Unless the [ALJ] has analyzed all evidence and has sufficiently explained the weight [s/]he has given to obviously probative exhibits, to say that [the] decision is supported by substantial evidence approaches an abdication of the court's duty to scrutinize the record as a whole to determine whether the conclusions reached are rational.
Gober, 574 F.2d at 776; see Schonewolf, 972 F.Supp. at 284-85.

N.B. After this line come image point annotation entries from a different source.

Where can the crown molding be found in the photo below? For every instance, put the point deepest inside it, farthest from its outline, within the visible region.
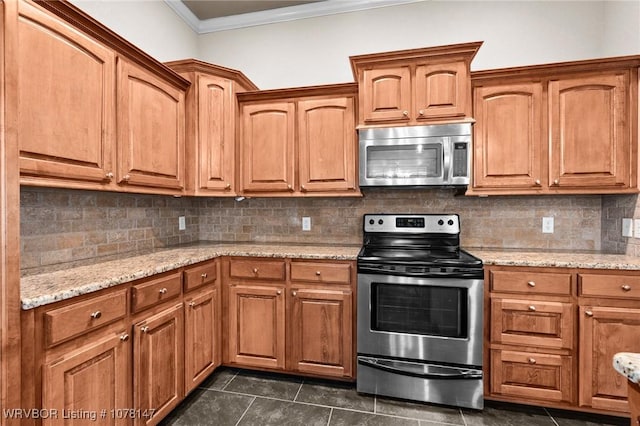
(291, 13)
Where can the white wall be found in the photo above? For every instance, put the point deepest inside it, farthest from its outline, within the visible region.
(150, 25)
(316, 50)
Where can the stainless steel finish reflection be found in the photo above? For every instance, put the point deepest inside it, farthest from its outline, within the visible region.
(420, 346)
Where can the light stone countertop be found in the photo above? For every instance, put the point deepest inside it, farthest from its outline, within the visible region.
(48, 287)
(628, 364)
(65, 281)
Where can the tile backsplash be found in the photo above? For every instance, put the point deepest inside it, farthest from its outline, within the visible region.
(63, 225)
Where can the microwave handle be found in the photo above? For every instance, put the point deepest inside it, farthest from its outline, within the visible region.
(446, 159)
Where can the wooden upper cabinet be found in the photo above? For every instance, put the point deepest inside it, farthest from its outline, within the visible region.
(151, 120)
(508, 137)
(66, 126)
(299, 142)
(211, 126)
(590, 138)
(567, 128)
(267, 138)
(413, 87)
(327, 144)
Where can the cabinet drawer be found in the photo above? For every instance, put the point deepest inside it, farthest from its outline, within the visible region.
(200, 275)
(624, 286)
(72, 320)
(257, 269)
(339, 273)
(532, 323)
(531, 282)
(155, 291)
(531, 375)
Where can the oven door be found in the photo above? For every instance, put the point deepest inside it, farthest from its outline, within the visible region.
(437, 320)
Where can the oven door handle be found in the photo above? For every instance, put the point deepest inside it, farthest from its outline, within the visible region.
(427, 371)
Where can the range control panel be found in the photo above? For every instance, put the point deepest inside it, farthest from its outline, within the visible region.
(412, 223)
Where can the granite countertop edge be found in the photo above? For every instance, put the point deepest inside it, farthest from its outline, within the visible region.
(45, 287)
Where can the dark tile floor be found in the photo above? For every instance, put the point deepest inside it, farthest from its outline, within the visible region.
(240, 397)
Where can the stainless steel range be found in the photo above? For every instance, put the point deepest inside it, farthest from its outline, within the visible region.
(419, 311)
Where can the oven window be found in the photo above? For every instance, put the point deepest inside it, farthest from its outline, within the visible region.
(404, 161)
(425, 310)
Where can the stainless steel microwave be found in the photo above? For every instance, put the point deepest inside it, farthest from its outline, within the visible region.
(435, 155)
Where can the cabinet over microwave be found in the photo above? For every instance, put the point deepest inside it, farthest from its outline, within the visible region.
(435, 155)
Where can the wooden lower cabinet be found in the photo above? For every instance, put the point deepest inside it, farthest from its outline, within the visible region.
(256, 325)
(201, 337)
(158, 384)
(538, 376)
(321, 323)
(89, 380)
(605, 331)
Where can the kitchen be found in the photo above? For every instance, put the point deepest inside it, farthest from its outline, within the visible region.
(83, 224)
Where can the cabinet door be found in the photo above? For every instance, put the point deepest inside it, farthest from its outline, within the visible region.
(321, 328)
(151, 132)
(327, 145)
(267, 138)
(92, 379)
(386, 95)
(215, 135)
(66, 119)
(256, 326)
(589, 130)
(604, 331)
(508, 137)
(201, 338)
(442, 91)
(158, 369)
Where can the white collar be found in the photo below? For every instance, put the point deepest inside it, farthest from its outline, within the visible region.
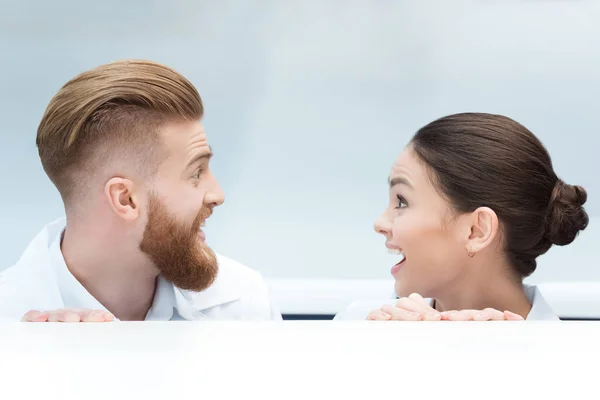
(189, 305)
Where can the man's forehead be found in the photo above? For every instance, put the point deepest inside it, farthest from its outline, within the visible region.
(185, 137)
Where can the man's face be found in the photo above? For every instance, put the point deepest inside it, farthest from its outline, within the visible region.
(184, 195)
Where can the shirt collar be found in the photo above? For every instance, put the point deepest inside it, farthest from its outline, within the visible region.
(540, 309)
(169, 301)
(73, 294)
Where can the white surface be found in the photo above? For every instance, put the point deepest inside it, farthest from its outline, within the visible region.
(328, 297)
(299, 360)
(307, 105)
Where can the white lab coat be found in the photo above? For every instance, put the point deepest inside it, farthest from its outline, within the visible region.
(540, 310)
(41, 281)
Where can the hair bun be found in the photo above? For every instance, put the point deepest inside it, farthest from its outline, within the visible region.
(566, 215)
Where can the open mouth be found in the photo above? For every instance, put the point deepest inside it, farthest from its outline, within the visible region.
(397, 266)
(201, 233)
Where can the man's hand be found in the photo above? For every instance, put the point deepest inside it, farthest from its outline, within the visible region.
(68, 315)
(411, 308)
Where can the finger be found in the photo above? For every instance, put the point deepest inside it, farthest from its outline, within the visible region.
(417, 298)
(63, 316)
(378, 315)
(96, 316)
(462, 315)
(489, 314)
(34, 316)
(511, 316)
(399, 314)
(431, 316)
(409, 305)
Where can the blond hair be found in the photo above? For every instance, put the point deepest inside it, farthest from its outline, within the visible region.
(111, 111)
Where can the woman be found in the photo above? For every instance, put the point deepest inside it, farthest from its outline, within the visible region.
(473, 202)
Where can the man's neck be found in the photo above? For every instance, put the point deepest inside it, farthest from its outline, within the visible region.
(120, 279)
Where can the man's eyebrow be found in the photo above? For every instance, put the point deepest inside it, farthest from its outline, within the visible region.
(200, 157)
(399, 181)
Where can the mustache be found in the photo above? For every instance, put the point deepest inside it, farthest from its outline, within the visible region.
(203, 215)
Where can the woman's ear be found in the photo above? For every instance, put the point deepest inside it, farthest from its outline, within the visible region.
(483, 230)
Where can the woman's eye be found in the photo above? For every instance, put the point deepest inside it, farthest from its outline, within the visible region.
(401, 202)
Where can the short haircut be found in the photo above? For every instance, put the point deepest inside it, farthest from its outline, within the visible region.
(112, 114)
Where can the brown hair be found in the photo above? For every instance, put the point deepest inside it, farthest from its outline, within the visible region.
(490, 160)
(111, 112)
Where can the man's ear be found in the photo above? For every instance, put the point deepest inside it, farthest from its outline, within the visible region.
(122, 198)
(483, 228)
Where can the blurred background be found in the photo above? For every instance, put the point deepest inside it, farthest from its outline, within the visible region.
(307, 105)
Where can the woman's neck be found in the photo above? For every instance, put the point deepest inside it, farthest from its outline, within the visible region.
(491, 288)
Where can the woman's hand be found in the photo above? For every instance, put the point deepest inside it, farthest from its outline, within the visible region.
(415, 308)
(411, 308)
(488, 314)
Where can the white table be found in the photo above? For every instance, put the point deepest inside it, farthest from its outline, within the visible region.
(303, 360)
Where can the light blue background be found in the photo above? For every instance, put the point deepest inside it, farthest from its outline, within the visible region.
(308, 103)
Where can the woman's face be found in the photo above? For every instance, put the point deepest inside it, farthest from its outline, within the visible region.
(420, 225)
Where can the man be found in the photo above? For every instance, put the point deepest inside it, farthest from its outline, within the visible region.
(124, 145)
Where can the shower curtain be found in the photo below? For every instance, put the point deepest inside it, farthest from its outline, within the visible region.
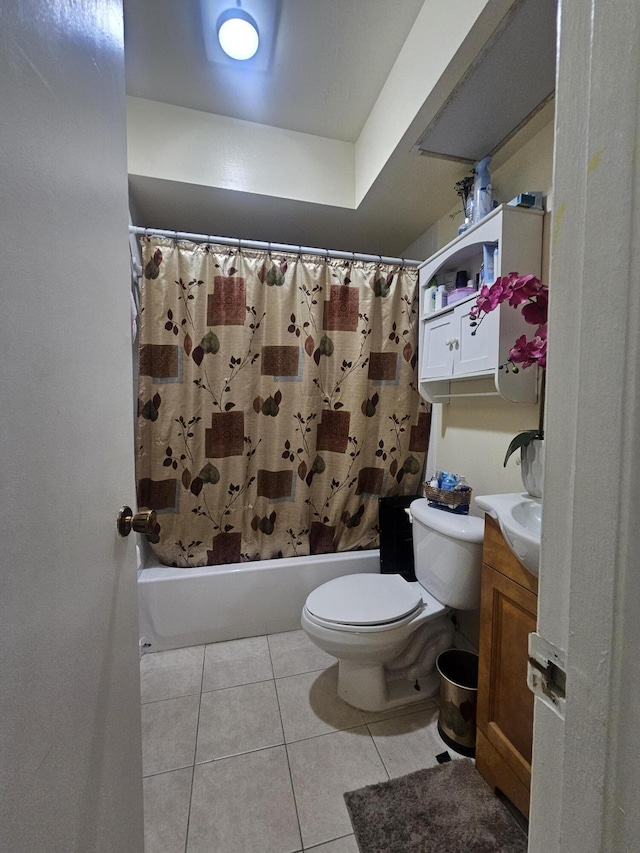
(277, 401)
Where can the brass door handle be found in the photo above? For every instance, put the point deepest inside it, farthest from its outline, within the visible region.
(141, 522)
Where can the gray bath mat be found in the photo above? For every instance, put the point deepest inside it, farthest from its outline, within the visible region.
(444, 809)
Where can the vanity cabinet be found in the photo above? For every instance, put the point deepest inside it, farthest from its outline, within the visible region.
(508, 609)
(449, 348)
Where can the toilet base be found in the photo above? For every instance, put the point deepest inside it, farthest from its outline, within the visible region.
(369, 687)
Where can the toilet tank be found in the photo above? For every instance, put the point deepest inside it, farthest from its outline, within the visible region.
(447, 551)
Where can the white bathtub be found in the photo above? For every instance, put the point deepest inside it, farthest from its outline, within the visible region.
(190, 607)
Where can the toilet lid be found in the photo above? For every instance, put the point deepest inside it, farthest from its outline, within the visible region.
(364, 599)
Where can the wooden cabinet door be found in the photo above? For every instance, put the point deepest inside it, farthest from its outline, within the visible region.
(505, 703)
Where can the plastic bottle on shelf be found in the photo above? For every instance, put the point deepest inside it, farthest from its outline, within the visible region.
(430, 297)
(482, 190)
(441, 297)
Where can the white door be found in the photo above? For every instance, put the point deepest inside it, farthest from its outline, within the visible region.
(70, 756)
(586, 764)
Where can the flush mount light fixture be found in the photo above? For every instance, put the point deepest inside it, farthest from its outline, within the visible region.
(238, 34)
(259, 19)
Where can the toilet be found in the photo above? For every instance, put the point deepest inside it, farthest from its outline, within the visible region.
(387, 632)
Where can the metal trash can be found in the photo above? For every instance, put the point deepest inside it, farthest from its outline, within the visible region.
(458, 698)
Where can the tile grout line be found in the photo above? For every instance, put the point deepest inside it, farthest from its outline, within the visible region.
(286, 750)
(195, 748)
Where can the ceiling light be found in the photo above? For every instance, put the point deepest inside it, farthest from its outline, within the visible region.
(238, 34)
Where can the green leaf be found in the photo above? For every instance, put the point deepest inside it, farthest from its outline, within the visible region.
(519, 441)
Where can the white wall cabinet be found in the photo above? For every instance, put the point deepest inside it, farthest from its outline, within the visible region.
(449, 351)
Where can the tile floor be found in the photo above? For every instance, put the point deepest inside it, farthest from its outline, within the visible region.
(248, 749)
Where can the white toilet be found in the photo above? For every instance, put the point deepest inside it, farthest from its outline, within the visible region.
(387, 632)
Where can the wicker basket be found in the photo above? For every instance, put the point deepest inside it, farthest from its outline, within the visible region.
(449, 500)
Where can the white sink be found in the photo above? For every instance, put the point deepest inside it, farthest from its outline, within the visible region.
(520, 520)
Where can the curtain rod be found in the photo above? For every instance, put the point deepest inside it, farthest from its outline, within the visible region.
(278, 247)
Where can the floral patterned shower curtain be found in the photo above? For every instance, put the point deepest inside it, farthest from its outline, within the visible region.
(277, 401)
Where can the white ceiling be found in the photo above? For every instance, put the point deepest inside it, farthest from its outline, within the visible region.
(330, 61)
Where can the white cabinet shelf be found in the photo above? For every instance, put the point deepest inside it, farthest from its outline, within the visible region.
(449, 349)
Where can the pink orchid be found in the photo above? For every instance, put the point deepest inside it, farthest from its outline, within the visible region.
(528, 292)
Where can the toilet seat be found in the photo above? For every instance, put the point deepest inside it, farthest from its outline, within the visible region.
(365, 602)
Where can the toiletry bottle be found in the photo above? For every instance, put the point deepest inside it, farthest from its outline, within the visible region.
(482, 191)
(441, 297)
(430, 296)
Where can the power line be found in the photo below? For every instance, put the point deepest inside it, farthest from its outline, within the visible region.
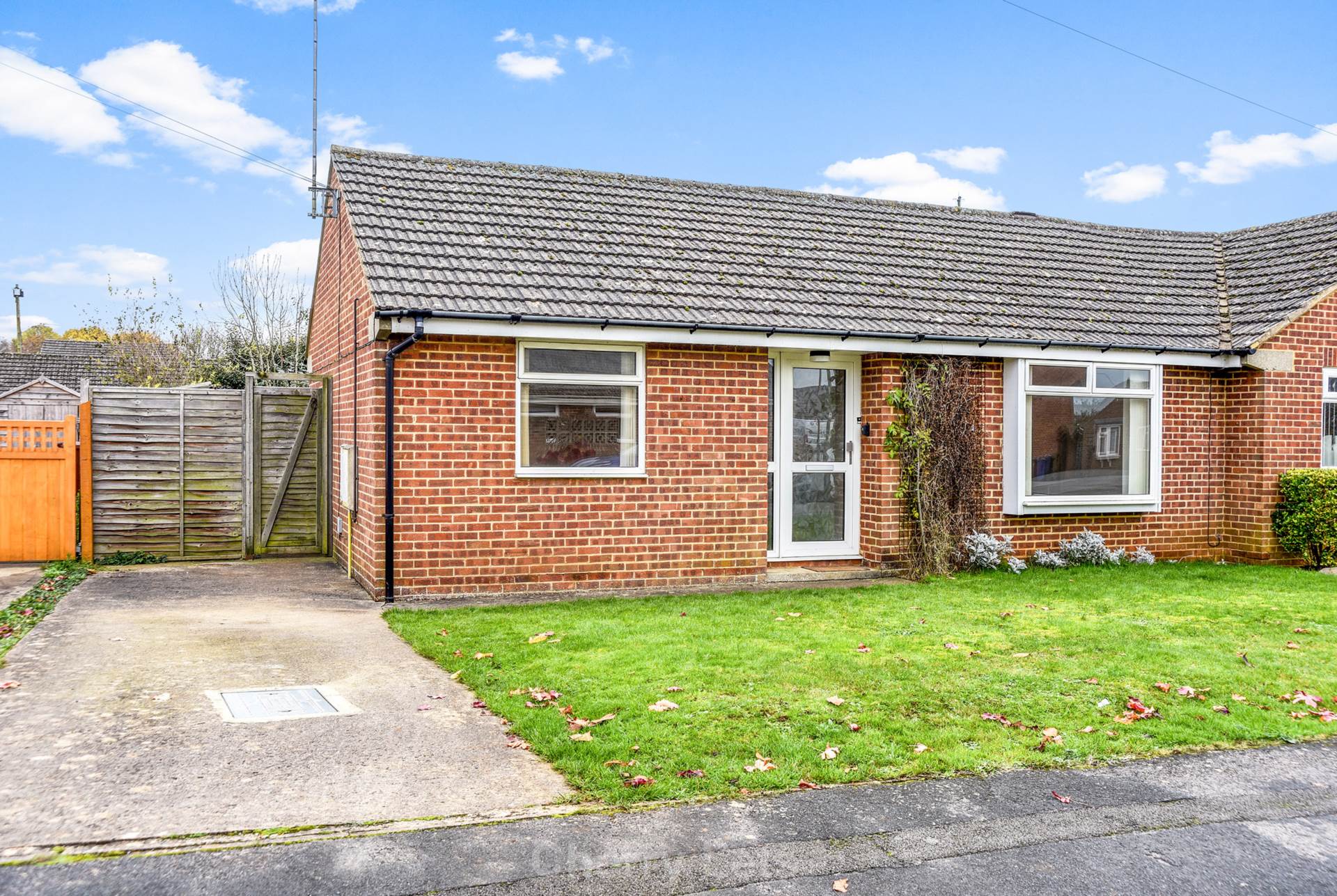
(213, 142)
(1173, 71)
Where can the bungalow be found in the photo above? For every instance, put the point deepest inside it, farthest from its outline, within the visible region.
(550, 380)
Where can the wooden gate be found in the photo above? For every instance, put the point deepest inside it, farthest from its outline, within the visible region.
(209, 473)
(38, 480)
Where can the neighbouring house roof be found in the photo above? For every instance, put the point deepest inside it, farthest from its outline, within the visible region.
(494, 238)
(20, 370)
(74, 348)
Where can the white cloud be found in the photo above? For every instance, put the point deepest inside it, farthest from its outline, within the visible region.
(526, 68)
(90, 265)
(986, 159)
(513, 35)
(595, 51)
(1120, 182)
(71, 120)
(296, 257)
(171, 81)
(284, 6)
(1233, 161)
(902, 175)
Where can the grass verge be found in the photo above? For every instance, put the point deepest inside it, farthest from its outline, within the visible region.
(29, 610)
(1061, 650)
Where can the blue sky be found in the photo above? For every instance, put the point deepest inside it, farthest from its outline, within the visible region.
(870, 98)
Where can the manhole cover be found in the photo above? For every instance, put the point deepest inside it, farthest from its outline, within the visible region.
(277, 704)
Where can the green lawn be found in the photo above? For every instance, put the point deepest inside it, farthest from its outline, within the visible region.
(756, 677)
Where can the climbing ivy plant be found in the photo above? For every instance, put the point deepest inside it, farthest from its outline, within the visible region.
(936, 437)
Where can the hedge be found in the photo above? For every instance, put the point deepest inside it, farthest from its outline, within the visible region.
(1305, 519)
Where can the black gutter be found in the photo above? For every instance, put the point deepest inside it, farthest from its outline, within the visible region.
(603, 322)
(389, 451)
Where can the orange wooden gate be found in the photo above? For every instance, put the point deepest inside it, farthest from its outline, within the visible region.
(38, 480)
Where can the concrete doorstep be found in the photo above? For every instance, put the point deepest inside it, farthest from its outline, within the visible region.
(1238, 822)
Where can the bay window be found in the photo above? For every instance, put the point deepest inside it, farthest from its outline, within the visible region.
(581, 409)
(1329, 418)
(1081, 438)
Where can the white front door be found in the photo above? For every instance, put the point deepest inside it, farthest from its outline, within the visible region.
(815, 462)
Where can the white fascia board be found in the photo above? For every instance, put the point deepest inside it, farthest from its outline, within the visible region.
(595, 333)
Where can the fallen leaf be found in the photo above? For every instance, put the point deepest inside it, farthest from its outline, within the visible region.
(763, 764)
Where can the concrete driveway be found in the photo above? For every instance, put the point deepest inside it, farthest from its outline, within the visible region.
(113, 734)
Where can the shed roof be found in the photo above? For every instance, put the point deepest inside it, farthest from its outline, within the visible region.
(495, 238)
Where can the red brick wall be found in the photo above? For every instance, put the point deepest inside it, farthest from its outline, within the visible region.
(340, 349)
(1276, 425)
(467, 524)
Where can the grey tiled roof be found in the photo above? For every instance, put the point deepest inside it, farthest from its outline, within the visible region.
(74, 348)
(480, 237)
(19, 370)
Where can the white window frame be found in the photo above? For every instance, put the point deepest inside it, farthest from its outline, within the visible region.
(523, 377)
(1329, 398)
(1017, 456)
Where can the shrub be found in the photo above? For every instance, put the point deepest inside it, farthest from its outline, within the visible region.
(1088, 549)
(1049, 559)
(983, 551)
(1305, 519)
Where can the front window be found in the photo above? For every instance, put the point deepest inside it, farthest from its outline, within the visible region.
(1085, 437)
(1331, 418)
(581, 409)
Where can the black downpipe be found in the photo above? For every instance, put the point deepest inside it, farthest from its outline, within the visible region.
(389, 453)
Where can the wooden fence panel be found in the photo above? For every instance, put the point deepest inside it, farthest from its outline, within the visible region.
(38, 480)
(166, 470)
(209, 473)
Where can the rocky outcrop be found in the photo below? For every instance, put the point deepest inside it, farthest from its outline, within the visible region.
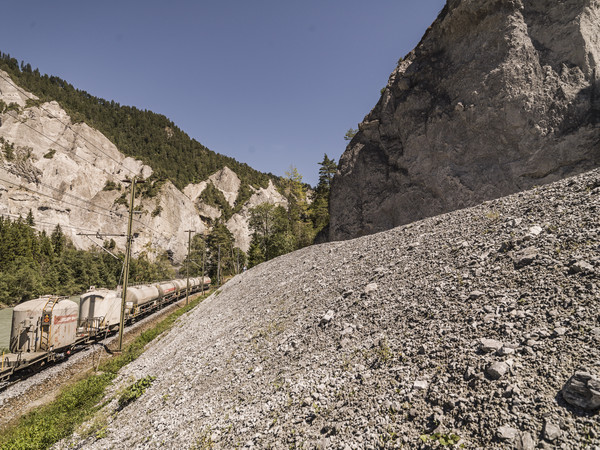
(239, 223)
(69, 174)
(498, 96)
(431, 334)
(60, 171)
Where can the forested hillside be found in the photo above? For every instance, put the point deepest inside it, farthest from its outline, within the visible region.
(142, 134)
(33, 263)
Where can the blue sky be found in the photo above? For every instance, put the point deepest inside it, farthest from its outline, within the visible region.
(272, 83)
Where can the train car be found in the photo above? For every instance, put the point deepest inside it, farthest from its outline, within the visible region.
(140, 298)
(50, 327)
(181, 285)
(98, 310)
(167, 290)
(44, 324)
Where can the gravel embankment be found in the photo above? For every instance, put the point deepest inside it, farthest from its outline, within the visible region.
(468, 323)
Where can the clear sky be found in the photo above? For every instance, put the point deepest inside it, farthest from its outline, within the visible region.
(272, 83)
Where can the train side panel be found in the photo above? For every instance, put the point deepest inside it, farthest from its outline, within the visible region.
(29, 334)
(99, 309)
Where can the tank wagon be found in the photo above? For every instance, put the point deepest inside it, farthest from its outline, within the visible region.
(51, 327)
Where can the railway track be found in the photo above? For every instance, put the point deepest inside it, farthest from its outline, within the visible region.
(21, 396)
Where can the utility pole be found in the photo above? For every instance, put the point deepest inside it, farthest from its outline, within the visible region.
(187, 266)
(203, 260)
(126, 270)
(219, 267)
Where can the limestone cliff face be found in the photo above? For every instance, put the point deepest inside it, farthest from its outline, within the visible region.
(499, 95)
(59, 171)
(239, 223)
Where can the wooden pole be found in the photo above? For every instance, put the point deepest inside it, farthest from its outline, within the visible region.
(187, 267)
(126, 270)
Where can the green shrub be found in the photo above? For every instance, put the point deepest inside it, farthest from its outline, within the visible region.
(135, 390)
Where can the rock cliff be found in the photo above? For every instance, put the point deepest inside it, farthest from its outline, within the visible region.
(70, 174)
(498, 96)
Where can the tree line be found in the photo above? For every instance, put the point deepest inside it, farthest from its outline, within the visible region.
(142, 134)
(277, 230)
(33, 263)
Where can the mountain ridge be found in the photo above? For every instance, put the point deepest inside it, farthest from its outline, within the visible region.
(497, 97)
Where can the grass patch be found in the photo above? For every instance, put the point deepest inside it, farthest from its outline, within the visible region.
(77, 403)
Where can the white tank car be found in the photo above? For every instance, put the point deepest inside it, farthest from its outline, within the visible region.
(140, 295)
(181, 284)
(167, 289)
(43, 324)
(99, 309)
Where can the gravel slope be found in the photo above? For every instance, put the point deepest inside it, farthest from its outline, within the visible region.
(468, 323)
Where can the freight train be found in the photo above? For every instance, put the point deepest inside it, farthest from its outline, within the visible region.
(50, 327)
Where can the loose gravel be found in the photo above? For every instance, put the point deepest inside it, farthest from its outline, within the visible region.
(461, 329)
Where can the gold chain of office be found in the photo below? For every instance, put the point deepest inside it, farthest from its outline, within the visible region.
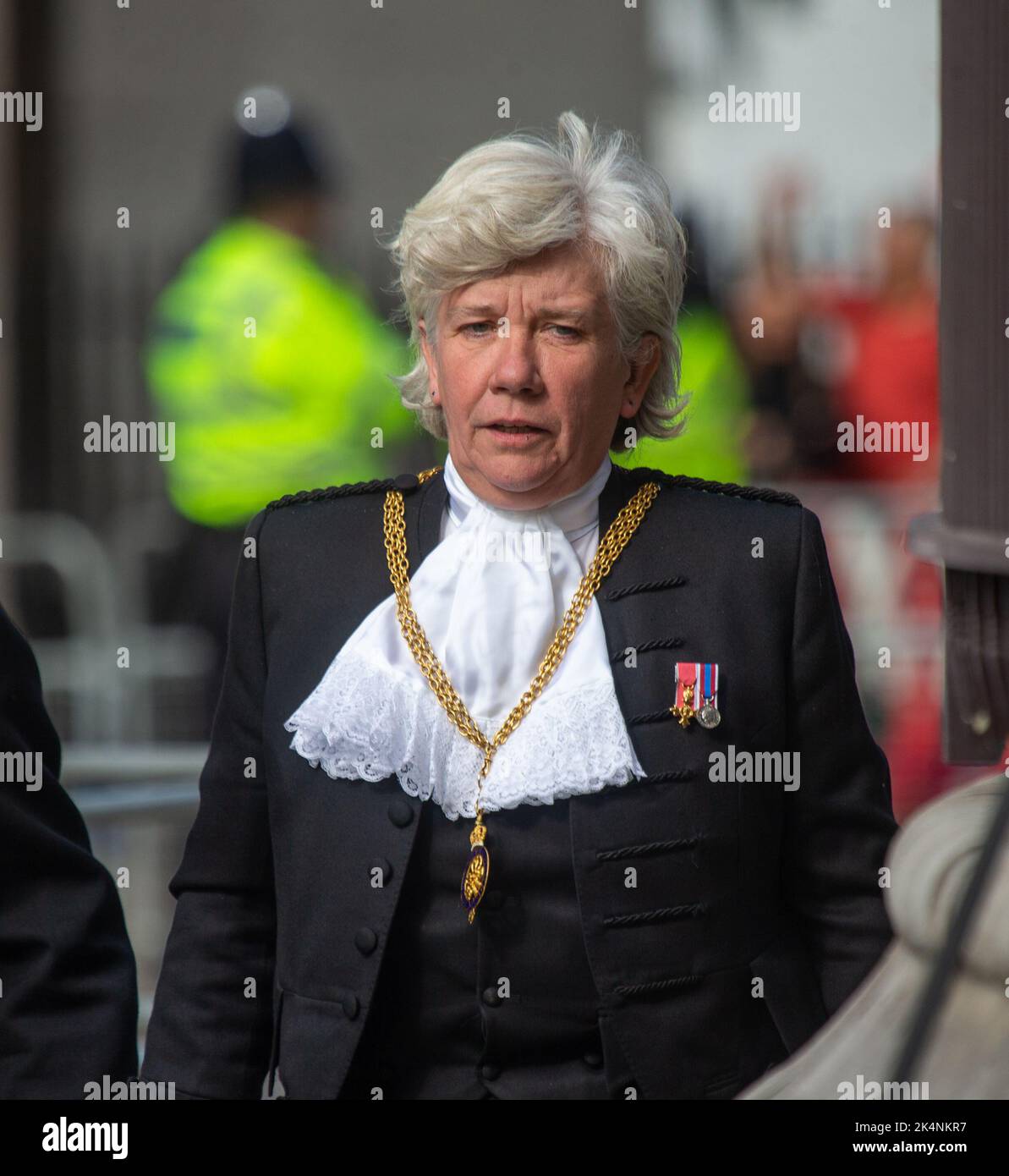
(609, 548)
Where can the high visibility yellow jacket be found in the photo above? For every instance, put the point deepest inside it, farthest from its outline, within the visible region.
(276, 376)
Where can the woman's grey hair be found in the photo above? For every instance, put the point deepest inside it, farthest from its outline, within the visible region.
(518, 195)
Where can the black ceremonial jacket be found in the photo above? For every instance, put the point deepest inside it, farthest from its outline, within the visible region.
(277, 938)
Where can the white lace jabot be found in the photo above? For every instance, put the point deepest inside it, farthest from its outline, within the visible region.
(491, 596)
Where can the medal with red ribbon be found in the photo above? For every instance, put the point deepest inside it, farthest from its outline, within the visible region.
(696, 694)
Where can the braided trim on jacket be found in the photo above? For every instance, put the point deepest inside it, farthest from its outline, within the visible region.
(334, 492)
(754, 493)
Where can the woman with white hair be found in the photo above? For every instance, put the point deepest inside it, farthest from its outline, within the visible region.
(532, 777)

Following review of the entire record on appeal from a denial of benefits, the Court can enter “a judgment affirming, modifying, or reversing the decision of the [Commissioner], with or without remanding the cause for a rehearing.” 42 U.S.C. § 405(g). Remand is appropriate if the record is incomplete or if the ALJ's decision lacks adequate reasoning or contains illogical or contradictory findings. See Burnett, 220 F.3d at 119-20; Podedworny v. Harris, 745 F.2d 210, 221-22 (3d Cir. 1984). Remand is also appropriate if the ALJ's findings are not the product of a complete review which “explicitly weigh[s] all relevant, probative and available evidence” in the record. Adorno v. Shalala, 40 F.3d 43, 48 (3d Cir. 1994) (internal quotation marks omitted); see A.B. on Behalf of Y.F. v. Colvin, 166 F.Supp.3d 512, 518 (D.N.J. 2016). A decision to “award benefits should be made only when the administrative record of the case has been fully developed and when substantial evidence on the record as a whole indicates that the claimant is disabled and entitled to benefits.” Podedworny, 745 F.2d at 221-22 (citation and quotation omitted); see A.B., 166 F.Supp.3d at 518. In assessing whether the record is fully developed to support an award of benefits, courts take a more liberal approach when the claimant has already faced long processing delays. See, e.g., Morales v. Apfel, 225 F.3d 310, 320 (3d Cir. 2000). An award is “especially appropriate when “further administrative proceedings would simply prolong [Plaintiff's] waiting and delay his ultimate receipt of benefits.” Podedworny, 745 F.2d at 223; see Schonewolf, 972 F.Supp. at 290.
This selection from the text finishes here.